Exploratory Data Analysis (EDA)
Distribution Change - 10 Year
The below code helps us understand how the BMI has changed over the decades. As we can see the distribution starts to move to right, meaning on average we have a higher BMIs than our 1975 counterparts. Very interesting to see the constant dip in the middle range of BMIs.
# Distribution Every 10 Years
sns.distplot(df2[df2.year=='1975'].BMI,hist=False,label='1975')
sns.distplot(df2[df2.year=='1985'].BMI,hist=False,label='1985')
sns.distplot(df2[df2.year=='1995'].BMI,hist=False,label='1995')
sns.distplot(df2[df2.year=='2005'].BMI,hist=False,label='2005')
sns.distplot(df2[df2.year=='2016'].BMI,hist=False,label='2016')
plt.title('BMI Distribution through the Years',size=20)
plt.legend(bbox_to_anchor=(1.05, 1), loc=2, borderaxespad=0.2, fontsize = 'x-large')
plt.show()
We see a similar distribution change with the viola charts that we use to see differences between both sexes, males, and females.

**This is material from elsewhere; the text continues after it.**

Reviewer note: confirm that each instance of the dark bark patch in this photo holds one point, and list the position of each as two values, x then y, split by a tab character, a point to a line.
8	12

We do see a larger BMI distribution with females than males.
data_temp=df2[df2.year.isin(['1975','1985','1995','2005','2016'])]
g = sns.FacetGrid(data_temp, row = 'gender', col = 'year', hue = 'gender')

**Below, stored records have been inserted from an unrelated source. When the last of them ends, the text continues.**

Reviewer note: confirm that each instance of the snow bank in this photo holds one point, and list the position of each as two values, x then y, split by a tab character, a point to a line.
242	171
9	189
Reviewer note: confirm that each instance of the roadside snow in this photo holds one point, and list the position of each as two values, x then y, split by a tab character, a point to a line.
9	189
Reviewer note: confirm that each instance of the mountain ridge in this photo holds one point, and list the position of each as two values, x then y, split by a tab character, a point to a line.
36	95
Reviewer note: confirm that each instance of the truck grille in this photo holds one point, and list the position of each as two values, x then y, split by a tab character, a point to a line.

g = g.map(sns.violinplot, 'year', 'BMI')
plt.show()
Top 10 Countries based on BMI
data_temp1=df3[df3.year.isin(['1975','1985','1995','2005','2016'])]
g = sns.FacetGrid(data_temp1, col = 'year', sharey=False)
g = g.map(sns.barplot, 'BMI', 'country')
plt.show()
The visual above doesn’t change much over the decades. Seems rather misleading as although I can understand per capita these Polynesian/Micronesian islands may have higher BMI, other countries have increased much over the decades. Below I created a Gif from a Tableau graph using this data to visualize some of the other countries we see increases. As we can imagine, USA and Australia are high but also some middle eastern countries like Egypt and Saudi Arabia.
Final Thoughts
This was a good project to practice some data cleaning on Python which was something I wanted to incorporate in my future projects. I think as an American, sometimes we make assumption about the world and although I’ve known about our obesity problems. It was helpful to get dirty and visualize to truly see what is going on in the world. I never thought of the Middle East having a higher BMI than some Western European countries. Having family in Chile and Argentina, it’s interesting to see their BMIs being slightly higher than the rest of South American countries. From experience I know they have a diet that revolved around white bread and grilled meats. As we can see China and India have lower BMIs, countries where they eat slightly more vegetarian diets. I believe other factor can be attributing to these numbers, such as lack of healthy food options or higher poverty. I think as all things we need moderation and maybe eating some more veggies with that grilled steak!
Note: I did load this data and join it with another dataset, countries of the world, which I use to add regions, population, and other demographics to other data. In this case, we really couldn’t use much of the information since I decided to keep it simple. I will add the code, dataset, and the uploaded dataset used in Tableau.